Le président russe Vladimir Poutine a signé un texte qu'ont adopté, plus tôt ce 4 mars, les députés russes de la Douma. Celui-ci prévoit de lourdes peines de prison et des amendes pour toute personne publiant des «informations mensongères» sur l'armée, ou appelant à des sanctions contre la Russie.
Alors que l'opération militaire russe se poursuit en Ukraine – pour «démilitariser» et «dénazifier» le pays selon Moscou et pour envahir l'Ukraine selon Kiev et ses alliés – cet amendement adopté en troisième lecture prévoit notamment jusqu'à «10 à 15 ans de prison» en cas de diffusion de fausses informations sur l'armée provoquant des «conséquences sérieuses». La peine pour publication d'«informations mensongères» sur l'action des soldats russes va quant à elle d'une amende à jusqu'à trois ans de prison, et cinq à dix ans lorsqu'elles émanent de représentants ou d'une organisation ayant créé «de manière artificielle» de fausses preuves «ou motivées par la haine».

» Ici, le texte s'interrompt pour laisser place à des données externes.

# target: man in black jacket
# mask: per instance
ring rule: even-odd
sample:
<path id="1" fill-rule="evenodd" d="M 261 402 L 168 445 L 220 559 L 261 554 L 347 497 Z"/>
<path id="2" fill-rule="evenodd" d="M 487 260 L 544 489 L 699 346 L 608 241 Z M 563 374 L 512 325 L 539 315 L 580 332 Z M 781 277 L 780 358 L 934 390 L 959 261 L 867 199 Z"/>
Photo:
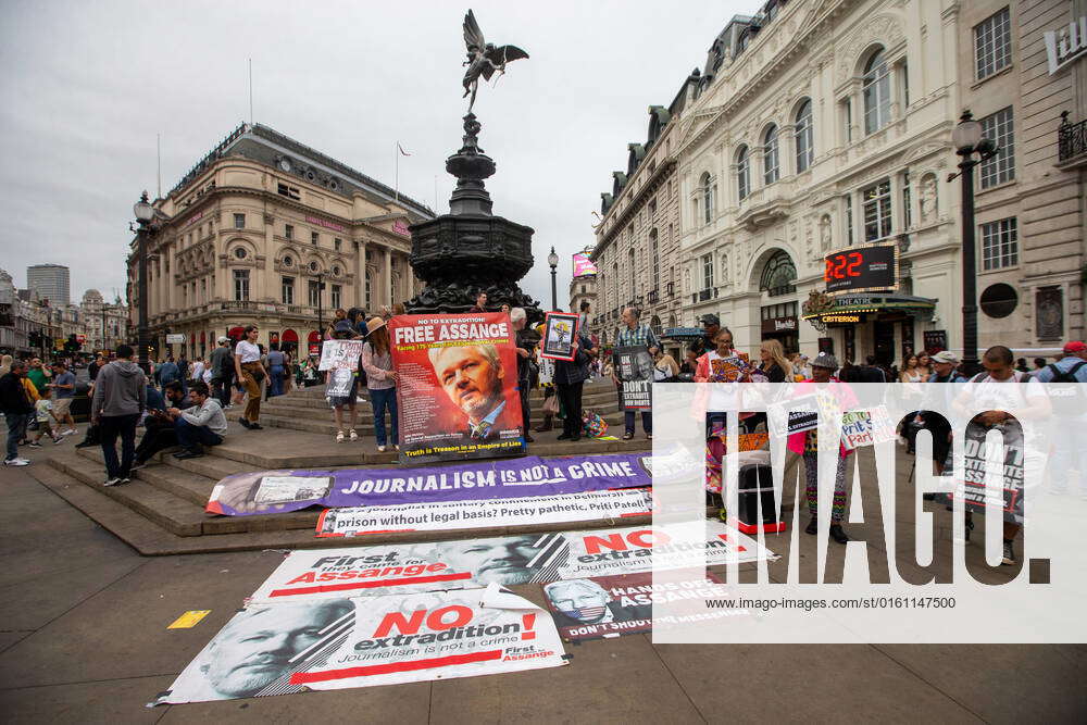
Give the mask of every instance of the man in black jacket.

Les «appels à imposer des sanctions à la Russie» seraient pour leur part punis d'une amende ou d'une peine pouvant aller jusqu'à trois ans de prison, selon le texte.
Guerre de l'information ?
Quelques jours plus tôt, le régulateur russe des médias, Roskomnadzor, avait mis en demeure plusieurs organes de presse faisant référence à une «invasion» ou à des pertes civiles liées à l’offensive russe. Une restriction d’accès et des amendes administratives sont encourues. Parmi les médias ciblés figuraient le journal Novaïa Gazeta, dont le rédacteur en chef est le prix Nobel de la paix 2021, la chaîne en ligne Dojd ou le site Mediazona, qui sont déjà classés «agents de l’étranger» en Russie.
Selon Roskomnadzor, ces médias auraient diffusé de fausses informations en affirmant que «les forces armées russes tirent sur des villes ukrainiennes». Il leur est également reproché d’avoir indiqué que «l'opération menée est qualifiée d'offensive, d'invasion ou de déclaration de guerre».
Ce 4 mars, le régulateur des médias a par ailleurs annoncé avoir restreint l'accès à quatre médias indépendants, dont l'édition russophone de la BBC, à la demande du parquet.
En face, côté occidental, RT a été purement et simplement interdit sur l'ensemble du territoire européen, sur bases d'accusations de «propagande». Les autorités européennes et françaises (qui ont bloqué tous les canaux de diffusions de RT France) n'ont fourni aucun exemple de fausse information qui auraient été diffusées par notre média, qui émettait conformément au droit français avec une convention avec l'ARCOM (ex-CSA). En quatre ans de diffusions et malgré une surveillance accrue, le régulateur n'avait jamais sanctionné RT France.
Vladimir Poutine avait annoncé tôt le 24 février une opération militaire en Ukraine, qui vise selon lui à défendre les Républiques populaires autoproclamées de Donetsk et de Lougansk, dont il a reconnu l'indépendance trois jours plus tôt, mais aussi selon ses termes à «démilitariser et dénazifier l’Ukraine». Cette opération est qualifiée de guerre d'invasion par l'Ukraine et ses alliés occidentaux. Ces derniers ont multiplié les sanctions contre Moscou ainsi que les livraisons d'aide militaire à Kiev, sans pour autant intervenir sur le terrain. L'offensive russe a fait, dans des capitales occidentales mais aussi en Russie, l'objet de manifestations de contestation. Alors que Moscou affirme viser exclusivement les infrastructures militaires ukrainiennes – tout en ayant par exemple reconnu avoir frappé la tour de diffusion de la télévision de Kiev – l'ONU rapporte que le conflit a fait 249 morts et 553 blessés parmi les civils depuis le 24 février, mais que le bilan réel est bien plus élevé.
Avant l'intervention militaire russe, le conflit dans le Donbass entre l'armée ukrainienne et les séparatistes de l'est ukrainien avait quant à lui fait plus de 14 000 morts selon un bilan des autorités ukrainiennes datant de mai 2021. Parmi ceux-ci figurent des soldats ukrainiens, des combattants des républiques autoproclamées ainsi que des civils.
Dans le détail, plus de 2 600 civils ont trouvé la mort dans le Donbass depuis 2014 et 5 500 civils y ont été blessés, selon des chiffres publiés le 23 février par le Comité d’enquête de la Fédération de Russie.